Zbigniew Brzezinski, or Zbig as he was universally known in Washington to spare excessive strain on unpractised American tongues, was one of three high profile Central Europeans who helped shape US foreign policy in the final third of the 20th century. Henry Kissinger was a German; Madeleine Albright was by birth Czech; Brzezinski was Polish. And he brought to his four years at the heart of power, as President Jimmy Carter’s National Security Adviser, a Pole’s instinctive suspicion of Russia and all its works.
The three overlapped intriguingly. Each made their name in academia. Like Kissinger, Brzezinski came to the US as a young man but never lost his foreign accent. Like Albright, he could be categorised as a hawk on communism, and on communism’s grim afterlife in the former Yugoslavia. Of Kissinger he was a rival, both academically and politically; of Albright he was an early intellectual patron.
Brzezinski’s brilliance was doubted by nobody. What is more, his tough approach to the Soviet Union was vindicated by events when he was in power by Russia’s use of proxy countries to advance its geostrategic ambitions, and by Moscow’s invasion of Afghanistan at the end of 1979. But his tenure at the NSC was chiefly memorable for his running feud with the Secretary of State Cyrus Vance, ever afterward cited as the ultimate case study in how not to run foreign policymaking in Washington.

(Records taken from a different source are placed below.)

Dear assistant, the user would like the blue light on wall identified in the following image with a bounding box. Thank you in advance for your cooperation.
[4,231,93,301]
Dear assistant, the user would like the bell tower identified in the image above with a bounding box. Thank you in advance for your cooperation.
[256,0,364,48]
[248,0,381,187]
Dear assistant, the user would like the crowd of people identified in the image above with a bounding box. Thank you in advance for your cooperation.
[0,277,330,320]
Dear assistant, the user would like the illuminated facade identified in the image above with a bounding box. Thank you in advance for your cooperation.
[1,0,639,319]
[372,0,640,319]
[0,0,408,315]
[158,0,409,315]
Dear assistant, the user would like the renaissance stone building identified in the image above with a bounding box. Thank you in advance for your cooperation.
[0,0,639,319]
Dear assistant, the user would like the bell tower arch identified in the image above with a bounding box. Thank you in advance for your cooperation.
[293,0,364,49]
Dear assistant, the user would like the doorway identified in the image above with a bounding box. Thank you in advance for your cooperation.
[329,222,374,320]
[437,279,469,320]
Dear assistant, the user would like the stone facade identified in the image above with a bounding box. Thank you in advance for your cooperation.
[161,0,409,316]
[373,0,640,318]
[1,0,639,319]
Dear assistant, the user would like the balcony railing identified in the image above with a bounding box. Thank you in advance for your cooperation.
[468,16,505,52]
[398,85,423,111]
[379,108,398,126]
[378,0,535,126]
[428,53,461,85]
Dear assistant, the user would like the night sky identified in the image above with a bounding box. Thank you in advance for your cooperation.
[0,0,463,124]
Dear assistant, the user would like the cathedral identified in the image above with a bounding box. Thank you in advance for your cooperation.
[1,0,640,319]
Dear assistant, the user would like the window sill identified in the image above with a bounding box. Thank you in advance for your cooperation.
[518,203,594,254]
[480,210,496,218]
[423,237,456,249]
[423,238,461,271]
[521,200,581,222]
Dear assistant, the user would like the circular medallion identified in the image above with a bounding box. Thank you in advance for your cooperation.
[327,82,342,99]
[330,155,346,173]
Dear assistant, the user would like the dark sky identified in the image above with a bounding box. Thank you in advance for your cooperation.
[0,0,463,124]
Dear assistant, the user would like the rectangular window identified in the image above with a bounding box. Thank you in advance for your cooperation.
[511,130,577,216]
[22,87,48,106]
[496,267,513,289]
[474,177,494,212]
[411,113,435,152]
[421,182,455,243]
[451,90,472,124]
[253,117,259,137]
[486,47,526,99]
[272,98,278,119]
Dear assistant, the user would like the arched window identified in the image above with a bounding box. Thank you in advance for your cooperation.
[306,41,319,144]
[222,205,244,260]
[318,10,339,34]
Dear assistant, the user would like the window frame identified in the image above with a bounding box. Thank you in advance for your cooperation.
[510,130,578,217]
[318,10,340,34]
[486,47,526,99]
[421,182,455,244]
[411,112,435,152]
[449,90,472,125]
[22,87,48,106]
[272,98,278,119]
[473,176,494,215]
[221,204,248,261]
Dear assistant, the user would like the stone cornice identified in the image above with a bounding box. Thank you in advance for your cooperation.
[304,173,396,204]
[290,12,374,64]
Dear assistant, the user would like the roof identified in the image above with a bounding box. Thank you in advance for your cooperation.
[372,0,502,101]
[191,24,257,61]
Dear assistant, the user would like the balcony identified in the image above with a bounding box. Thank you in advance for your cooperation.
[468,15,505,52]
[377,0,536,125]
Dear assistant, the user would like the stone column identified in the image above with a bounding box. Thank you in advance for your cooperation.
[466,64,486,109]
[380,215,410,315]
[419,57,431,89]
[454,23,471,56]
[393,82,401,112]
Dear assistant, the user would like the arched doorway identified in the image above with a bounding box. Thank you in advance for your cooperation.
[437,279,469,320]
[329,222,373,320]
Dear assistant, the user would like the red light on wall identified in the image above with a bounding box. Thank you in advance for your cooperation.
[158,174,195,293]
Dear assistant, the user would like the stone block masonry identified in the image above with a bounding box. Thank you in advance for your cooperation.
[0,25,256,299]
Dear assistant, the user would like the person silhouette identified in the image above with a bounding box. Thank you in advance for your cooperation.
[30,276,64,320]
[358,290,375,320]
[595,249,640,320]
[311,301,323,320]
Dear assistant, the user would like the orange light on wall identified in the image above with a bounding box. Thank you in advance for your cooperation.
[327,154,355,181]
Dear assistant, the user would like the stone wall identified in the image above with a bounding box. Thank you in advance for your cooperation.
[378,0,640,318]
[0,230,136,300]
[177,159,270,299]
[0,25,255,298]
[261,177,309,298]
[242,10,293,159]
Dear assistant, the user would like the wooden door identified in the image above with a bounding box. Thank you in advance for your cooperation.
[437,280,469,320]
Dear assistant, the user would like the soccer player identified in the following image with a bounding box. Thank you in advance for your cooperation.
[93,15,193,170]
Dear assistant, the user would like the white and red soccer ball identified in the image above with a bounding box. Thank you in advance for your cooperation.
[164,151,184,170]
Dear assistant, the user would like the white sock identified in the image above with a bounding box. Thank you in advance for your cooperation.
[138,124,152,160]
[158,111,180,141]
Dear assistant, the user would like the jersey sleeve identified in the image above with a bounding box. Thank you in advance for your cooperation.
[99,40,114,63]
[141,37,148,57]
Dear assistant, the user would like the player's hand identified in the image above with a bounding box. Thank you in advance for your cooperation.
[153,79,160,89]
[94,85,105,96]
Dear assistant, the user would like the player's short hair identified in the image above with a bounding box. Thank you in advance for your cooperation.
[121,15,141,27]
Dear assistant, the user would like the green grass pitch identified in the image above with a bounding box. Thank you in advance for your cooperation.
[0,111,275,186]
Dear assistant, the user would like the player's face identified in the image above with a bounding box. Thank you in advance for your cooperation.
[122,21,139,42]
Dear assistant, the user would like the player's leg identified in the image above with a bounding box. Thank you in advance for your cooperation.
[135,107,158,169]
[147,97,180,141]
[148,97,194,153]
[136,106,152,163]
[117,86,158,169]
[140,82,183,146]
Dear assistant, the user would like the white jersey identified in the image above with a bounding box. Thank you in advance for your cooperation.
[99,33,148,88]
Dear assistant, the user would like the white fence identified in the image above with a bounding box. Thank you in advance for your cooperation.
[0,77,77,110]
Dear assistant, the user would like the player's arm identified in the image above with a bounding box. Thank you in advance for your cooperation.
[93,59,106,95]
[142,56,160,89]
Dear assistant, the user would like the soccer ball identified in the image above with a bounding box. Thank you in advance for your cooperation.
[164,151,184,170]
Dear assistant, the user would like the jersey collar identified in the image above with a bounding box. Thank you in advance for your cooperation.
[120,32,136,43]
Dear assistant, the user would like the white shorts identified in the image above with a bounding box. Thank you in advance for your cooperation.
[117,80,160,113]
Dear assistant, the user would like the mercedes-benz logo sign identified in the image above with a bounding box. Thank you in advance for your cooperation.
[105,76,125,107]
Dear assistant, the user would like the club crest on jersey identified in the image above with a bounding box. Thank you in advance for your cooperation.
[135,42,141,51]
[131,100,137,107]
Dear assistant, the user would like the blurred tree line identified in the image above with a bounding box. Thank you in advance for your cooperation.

The two were polar opposites. Vance was among the last of those well-born, well-connected Wall Street lawyers whose attitude to government service was one of noblesse oblige. A self-effacing member of the East Coast establishment, Vance’s instinct was to soothe, negotiate and compromise. Brzezinski was brash and brimming with ideas, a bit undisciplined and a bit of a mischief-maker. Above all he was a firm believer that the only thing Russians respected was strength — and the readiness to use it.